Definitely not a hero,Gully Foyle still have us rooting for him thanks to the author’s wordplay, rich language and fun writing. This one is definitely a gem that is unputdownable and that can be reread over the years.
17. The Dispossessed- Ursula k. Le Guin
Winner of Nebula, Locus and Hugo Awards, The Dispossessed written by one of the finest science fiction writers, is a novel that reflected the state of our world at the time the novel was written. The planet Urras had several states like the capitalist A-Lo (US), the communist Thu (Soviet Union). The story is about Shevek, a scientist who lives in the utopic moon Anarres where a functioning anarchist society exists. But even there he finds restrictions during his work on a new theory about time. He travels to Urras for help, but there also he finds different restrictions. Basically, the novel shows the advantages and disadvantages of both types of societies.
18. Brave New World – Aldous Huxley
Exploring the notion of dystopia Brave New World is not only a classic in science fiction but in world literature as well. It shows us the world that is peaceful where everyone is happy and where everyone’s needs are met. It's the world which promotes the fact that in order to have a great civilization the utmost important thing is stability.

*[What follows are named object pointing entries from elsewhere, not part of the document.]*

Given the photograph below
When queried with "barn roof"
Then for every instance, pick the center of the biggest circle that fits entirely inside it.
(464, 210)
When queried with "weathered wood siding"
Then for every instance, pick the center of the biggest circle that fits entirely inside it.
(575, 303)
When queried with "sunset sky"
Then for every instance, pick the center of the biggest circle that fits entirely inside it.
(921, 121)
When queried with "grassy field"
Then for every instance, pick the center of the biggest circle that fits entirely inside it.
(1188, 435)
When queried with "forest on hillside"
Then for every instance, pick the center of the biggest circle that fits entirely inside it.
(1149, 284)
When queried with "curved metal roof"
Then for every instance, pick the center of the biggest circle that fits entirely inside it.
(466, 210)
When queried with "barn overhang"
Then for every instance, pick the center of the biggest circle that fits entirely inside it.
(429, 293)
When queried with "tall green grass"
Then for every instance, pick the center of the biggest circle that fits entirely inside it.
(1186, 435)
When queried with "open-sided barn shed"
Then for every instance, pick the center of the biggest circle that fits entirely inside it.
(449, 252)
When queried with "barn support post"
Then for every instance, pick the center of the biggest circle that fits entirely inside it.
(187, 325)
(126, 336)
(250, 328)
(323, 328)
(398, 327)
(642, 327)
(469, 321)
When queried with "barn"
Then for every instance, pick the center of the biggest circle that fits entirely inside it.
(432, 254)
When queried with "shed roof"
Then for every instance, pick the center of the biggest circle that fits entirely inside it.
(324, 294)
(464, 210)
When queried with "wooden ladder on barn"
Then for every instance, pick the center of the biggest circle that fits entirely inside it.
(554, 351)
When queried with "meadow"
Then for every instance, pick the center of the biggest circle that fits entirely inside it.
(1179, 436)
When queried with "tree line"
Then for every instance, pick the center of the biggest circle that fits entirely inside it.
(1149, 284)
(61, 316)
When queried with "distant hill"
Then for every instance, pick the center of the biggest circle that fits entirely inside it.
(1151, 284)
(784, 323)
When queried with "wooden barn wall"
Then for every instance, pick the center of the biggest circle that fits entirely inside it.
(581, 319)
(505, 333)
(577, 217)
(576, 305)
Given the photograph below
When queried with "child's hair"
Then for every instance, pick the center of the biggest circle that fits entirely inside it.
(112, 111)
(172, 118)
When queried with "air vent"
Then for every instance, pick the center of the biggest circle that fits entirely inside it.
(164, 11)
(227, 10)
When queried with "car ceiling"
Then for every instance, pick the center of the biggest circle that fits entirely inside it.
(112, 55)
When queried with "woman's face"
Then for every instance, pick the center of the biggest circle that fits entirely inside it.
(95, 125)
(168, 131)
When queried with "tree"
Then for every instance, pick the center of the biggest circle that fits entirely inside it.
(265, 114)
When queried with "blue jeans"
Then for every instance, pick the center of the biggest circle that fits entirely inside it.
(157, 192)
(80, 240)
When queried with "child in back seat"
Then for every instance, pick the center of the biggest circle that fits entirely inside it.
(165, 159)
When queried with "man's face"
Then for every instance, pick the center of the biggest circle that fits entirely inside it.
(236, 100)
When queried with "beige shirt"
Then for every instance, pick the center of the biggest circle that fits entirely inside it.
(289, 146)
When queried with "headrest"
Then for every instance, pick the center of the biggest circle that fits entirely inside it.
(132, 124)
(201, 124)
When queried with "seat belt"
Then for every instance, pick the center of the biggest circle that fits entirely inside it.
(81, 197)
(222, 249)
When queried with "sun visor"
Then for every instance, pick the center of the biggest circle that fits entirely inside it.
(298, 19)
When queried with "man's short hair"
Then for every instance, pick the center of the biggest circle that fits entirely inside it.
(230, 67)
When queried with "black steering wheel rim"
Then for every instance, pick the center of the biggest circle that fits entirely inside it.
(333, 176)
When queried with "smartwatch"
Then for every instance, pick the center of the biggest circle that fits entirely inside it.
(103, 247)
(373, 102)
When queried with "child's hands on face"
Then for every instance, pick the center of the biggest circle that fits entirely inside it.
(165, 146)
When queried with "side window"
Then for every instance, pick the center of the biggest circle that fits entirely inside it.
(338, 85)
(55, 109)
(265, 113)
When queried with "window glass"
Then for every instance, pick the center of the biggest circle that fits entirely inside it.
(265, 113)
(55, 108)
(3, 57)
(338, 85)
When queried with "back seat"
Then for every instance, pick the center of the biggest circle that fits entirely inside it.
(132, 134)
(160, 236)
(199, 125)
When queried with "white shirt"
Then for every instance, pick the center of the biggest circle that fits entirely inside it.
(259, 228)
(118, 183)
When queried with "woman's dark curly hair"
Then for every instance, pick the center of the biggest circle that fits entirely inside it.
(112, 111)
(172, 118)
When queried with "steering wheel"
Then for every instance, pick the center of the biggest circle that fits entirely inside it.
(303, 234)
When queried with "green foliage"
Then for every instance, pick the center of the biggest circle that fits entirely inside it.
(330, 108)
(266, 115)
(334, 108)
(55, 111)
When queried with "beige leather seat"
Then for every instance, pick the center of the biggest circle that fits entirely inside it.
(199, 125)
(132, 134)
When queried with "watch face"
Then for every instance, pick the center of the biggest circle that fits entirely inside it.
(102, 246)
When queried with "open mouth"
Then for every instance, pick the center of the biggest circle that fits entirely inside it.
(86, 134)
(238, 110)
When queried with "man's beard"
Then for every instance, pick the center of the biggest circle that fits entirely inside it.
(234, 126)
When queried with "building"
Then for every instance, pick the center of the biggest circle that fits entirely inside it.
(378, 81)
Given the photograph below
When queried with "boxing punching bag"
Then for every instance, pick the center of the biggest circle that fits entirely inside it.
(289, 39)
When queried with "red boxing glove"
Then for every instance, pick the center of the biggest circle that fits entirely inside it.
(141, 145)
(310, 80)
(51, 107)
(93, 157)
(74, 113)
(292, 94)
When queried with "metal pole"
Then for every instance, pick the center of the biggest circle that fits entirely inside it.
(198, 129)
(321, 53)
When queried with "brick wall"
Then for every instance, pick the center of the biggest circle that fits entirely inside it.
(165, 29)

The state is controlled so everyone has a fixed place in the society and thus have a fixed job to do. No one opposes the system as they are controlled by Soma, a drug that keeps them feeling happy. The story revolves around John the Savage, who lives beyond the reach of this controlled society. Te novel shows the conflict we feel to choose between the unhappy uncontrolled life and the fake happiness of the controlled state.
This type of hard to make a decision had been portrayed in several other kinds of literature and movies. You will find a similar notion in the famous sci-fi movie The Matrix where Cypher decides to snitch on his friends to get back to the utopian sense of a happy life instead of living his real life in a war-torn world.
19.Falling Free (Vorkosigan saga) – Lois McMaster Bujold
Less of science and full of fun, laughter and romance, the books in the Vorkosigan are about an underdog protagonist with a brilliant mind but sadly a crippled body, Miles Vorsokigan who is in the military. Balancing perfectly between tragedy and comedy, this space opera sees Miles rise through the ranks via ingenuity and by beating impossible odds. An emotional rollercoaster and an absolute riot, the book had won The Hugo awards in the year 1988.
20. The Diamond Age Neal Stephenson
Touted to be Neal Stephenson’s best work till date, the Diamond Age has won both Hugo award 1996 and Locus Award 1996. The story unveils in a world where the notion of separate countries is obsolete and human race is categorized into “phyles” based on their ethnicity, shared values, heritage, and culture. The story is a very convincing depiction of a world where nanotechnology is booming and artificial intelligence is in a decline.
Nell, the protagonist falls in the category of people who are outside the “phyle” system. She comes to possess an interactive book (The Young Lady's Illustrated Primer) and by following this book she succeeds in rising n the world and thereupon creating her own phyla. A very probable futuristic world presented in this novel makes it a must read.